Father Bechtel wrote:
When you write what you write on the subject of Abortion, you forget that mothers do NOT have the right to murder their children. Tell me: do you feel the government should get involved if a mother tries to murder her child outside the womb? If so, what is the different INSIDE the womb? Why should the government forbid a mother to murder her child outside the womb, but all bets are off INSIDE the womb? Why does it magically become the mother's "choice" when talking about INSIDE the womb? What is the difference in your mind?
Also Steve, with all due respect-you can't claim to be against abortion, and at the same time believe a women "has the right to choose" Such is an oxymoron. It just doesn't work. If you believe the "choice" should be left up to the mother, then you are by definition pro-abortion.
In response...There is a distinct difference between what a mother does to something inside of her body and what a government does to a functional human being outside the body. I say this in large part because a person can have morality, but governments are (at least in my opinion) amoral. By that measure it's reasonable to argue questions of morality when it comes to issues such as:
- When exactly does a new life being?
- What happens if there is a choice between the life of a mother and that of something inside her body?

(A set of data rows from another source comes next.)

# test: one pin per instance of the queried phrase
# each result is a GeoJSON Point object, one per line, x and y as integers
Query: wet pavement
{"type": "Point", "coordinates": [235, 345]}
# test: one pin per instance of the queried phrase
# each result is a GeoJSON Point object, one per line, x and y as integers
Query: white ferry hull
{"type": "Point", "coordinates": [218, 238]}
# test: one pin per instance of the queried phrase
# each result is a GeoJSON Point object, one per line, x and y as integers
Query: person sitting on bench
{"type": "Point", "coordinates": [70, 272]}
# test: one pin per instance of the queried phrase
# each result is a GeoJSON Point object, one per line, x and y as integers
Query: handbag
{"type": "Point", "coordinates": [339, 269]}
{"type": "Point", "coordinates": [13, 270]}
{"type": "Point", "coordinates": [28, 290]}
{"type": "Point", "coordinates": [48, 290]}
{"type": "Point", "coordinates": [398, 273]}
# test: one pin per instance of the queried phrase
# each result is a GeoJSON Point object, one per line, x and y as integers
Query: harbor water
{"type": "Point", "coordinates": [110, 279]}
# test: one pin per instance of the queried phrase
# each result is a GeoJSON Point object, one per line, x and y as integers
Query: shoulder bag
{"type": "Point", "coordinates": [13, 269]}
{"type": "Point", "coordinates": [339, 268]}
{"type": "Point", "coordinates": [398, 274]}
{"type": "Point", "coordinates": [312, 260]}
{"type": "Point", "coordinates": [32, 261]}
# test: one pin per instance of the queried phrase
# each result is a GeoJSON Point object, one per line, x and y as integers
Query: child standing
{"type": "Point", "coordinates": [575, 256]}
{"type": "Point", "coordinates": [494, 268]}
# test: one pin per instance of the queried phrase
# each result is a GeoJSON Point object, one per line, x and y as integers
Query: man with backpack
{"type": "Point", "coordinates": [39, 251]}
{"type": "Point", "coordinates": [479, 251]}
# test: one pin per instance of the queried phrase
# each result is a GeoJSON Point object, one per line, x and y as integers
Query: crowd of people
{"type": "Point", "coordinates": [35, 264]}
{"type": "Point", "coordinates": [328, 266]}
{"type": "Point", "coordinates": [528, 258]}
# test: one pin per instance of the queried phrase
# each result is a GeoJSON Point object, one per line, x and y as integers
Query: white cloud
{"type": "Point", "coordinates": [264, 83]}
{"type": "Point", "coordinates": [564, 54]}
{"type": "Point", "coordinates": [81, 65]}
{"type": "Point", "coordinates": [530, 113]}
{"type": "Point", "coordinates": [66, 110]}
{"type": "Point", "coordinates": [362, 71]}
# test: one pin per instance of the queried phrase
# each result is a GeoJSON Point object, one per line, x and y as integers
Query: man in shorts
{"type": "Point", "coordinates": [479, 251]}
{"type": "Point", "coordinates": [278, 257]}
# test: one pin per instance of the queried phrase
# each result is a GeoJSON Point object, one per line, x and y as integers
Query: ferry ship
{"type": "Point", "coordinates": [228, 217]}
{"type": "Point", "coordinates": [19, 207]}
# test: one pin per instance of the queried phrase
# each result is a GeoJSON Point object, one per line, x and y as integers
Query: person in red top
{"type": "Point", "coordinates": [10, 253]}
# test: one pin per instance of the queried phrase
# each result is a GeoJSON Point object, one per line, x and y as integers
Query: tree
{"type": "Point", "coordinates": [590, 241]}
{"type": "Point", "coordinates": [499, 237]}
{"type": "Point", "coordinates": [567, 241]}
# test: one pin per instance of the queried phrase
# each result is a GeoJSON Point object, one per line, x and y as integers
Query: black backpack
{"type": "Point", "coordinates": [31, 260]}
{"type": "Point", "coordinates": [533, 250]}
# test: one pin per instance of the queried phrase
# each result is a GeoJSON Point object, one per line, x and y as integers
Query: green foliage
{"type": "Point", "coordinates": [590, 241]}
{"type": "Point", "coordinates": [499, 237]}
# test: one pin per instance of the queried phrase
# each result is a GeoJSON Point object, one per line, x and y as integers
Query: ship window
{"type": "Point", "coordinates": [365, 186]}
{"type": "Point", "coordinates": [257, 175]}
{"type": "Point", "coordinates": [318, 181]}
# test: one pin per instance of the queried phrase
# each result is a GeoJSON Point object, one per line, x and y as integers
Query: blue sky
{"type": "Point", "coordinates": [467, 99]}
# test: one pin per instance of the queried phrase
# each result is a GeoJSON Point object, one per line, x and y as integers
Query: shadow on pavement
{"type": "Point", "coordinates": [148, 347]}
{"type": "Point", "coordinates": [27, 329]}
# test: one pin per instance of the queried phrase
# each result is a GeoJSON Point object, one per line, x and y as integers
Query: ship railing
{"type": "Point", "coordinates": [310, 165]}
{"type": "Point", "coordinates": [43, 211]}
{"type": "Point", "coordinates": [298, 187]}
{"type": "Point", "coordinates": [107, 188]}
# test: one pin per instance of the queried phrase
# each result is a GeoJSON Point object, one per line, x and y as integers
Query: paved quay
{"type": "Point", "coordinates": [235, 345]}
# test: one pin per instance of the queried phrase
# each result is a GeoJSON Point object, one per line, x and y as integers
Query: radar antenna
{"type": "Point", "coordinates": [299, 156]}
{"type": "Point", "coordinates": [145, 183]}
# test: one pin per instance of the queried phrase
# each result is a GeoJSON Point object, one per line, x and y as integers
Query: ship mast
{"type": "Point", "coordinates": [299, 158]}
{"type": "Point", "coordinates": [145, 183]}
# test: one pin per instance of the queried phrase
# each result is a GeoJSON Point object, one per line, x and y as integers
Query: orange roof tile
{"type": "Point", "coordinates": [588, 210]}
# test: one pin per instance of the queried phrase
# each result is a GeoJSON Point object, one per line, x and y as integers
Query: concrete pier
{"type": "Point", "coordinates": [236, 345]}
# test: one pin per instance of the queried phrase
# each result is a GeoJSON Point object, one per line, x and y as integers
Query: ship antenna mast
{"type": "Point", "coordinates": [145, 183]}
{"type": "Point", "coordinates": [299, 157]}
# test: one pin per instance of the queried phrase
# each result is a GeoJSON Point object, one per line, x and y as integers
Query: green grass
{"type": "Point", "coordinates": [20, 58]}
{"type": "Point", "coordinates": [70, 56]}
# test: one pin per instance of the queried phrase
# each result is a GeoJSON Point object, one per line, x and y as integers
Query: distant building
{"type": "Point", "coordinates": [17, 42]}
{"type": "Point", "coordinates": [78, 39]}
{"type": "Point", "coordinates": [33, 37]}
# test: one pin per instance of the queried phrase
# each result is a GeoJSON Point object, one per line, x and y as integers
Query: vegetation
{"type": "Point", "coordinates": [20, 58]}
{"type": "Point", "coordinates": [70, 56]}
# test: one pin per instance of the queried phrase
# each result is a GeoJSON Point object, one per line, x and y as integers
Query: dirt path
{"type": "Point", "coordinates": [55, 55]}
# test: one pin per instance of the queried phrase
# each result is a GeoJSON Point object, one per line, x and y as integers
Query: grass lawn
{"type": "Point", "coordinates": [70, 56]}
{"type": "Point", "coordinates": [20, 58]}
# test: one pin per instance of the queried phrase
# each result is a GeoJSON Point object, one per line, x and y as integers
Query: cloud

While we may have differing opinions on the answers to both questions I can still respect your moral position...even if you don't respect mine. Conversely, I can not accept a moral position that a government has the "right" to end a life. Governments simply don't have any morality. Put another way, I can argue that people of good conscience (again, because people can have a conscience) can differ on questions about abortion, I don't believe the same about the death penalty. If Father, in your estimation, that makes me "pro choice", then so be it. You will not find me arguing for abortion on demand...but you will not find me marching against it either. I'll leave the world of black-n-white to the Church.
Father Bechtel wrote:
For example the people will claim "You darcen't speak out against abortion becasue of 'Seperation of Church and State'" ironically will DEMAND that the Church speak on on the "right to health care" or the "right of people to have housing" or the "right of people to immigrate" or whatever social justice issue happens to be in vogue and trendy at the time.
In response...I have not argued that a Church (or "the Church") shouldn't have the right to speak out about issues; to the contrary, I encourage it...to the extent that it carries not more weight than anyone or anything else does. While I will point out the hypocrisy of Bishop Martino's forceful denouncement of anything that isn't anti-abortion but relative silence when it comes to the death penalty (side note...I have heard of Bishop Martino's admiration for former Senator Rick Santorum, which is odd since the former Senator consistently voted against Church teaching in support of the Federal death penalty...but so I digress) I would never argue that he doesn't have the right to express his opinion. My point is this: Joseph Martino is a man, just as David Bechtel is, just as Stephen Albert is; none of the three of us should have any more ability to shape public policy than the other simply by virtue of our respective employers.
By the way, I don't believe that healthcare is a "right", but as I noted in the original post I view it as a shared obligation on the part of both individuals and the government. Some very liberal individuals may view that as being cruel, but so be it.
Father Bechtel wrote:
I am not sure I fully agree with you here, but for the sake of argument let us assume what you have written is true.
In response...Of course it is true, as true as any set of personal opinions can be. In some respects, this is your most interesting comment Father Bechtel. I fully know that my opinion on the subject of abortion puts me at odds with the position of the Church. I wrote it. The scary part Father? I'll bet that many, many Catholics have similar opinions, but simply will not state them out loud out of sheer fear. Is that what the Church as become? Are we back to the Middle Ages when people never disagreed with the Church out of fear that Cardinal Biggles and Cardinal Fang would come and impose a Spanish Inquisition (sorry for the bad Monty Python reference)? I'll argue that the Joseph Martino's of this world have failed to act as Good Shepherds simply because they choose to lead by dictation, not persuasive Faith and example.
Therein lies the real rub Father Bechtel: The Church, at least in the guise of the "pay, pray and obey" faction, wants to impose absolute rules and require absolute obedience, but yet they act with surprise, shock and anger when some simply don't go along. Talk about contradictions! I know, I know, we are talking about God here, so absolutes apply, right? Well here's my counter point: Faith, at least as I understand it, should be in God, not in men (including Joseph Martino who seems more interested in personal obedience than anything else).
Thanks for the mental push-ups Father!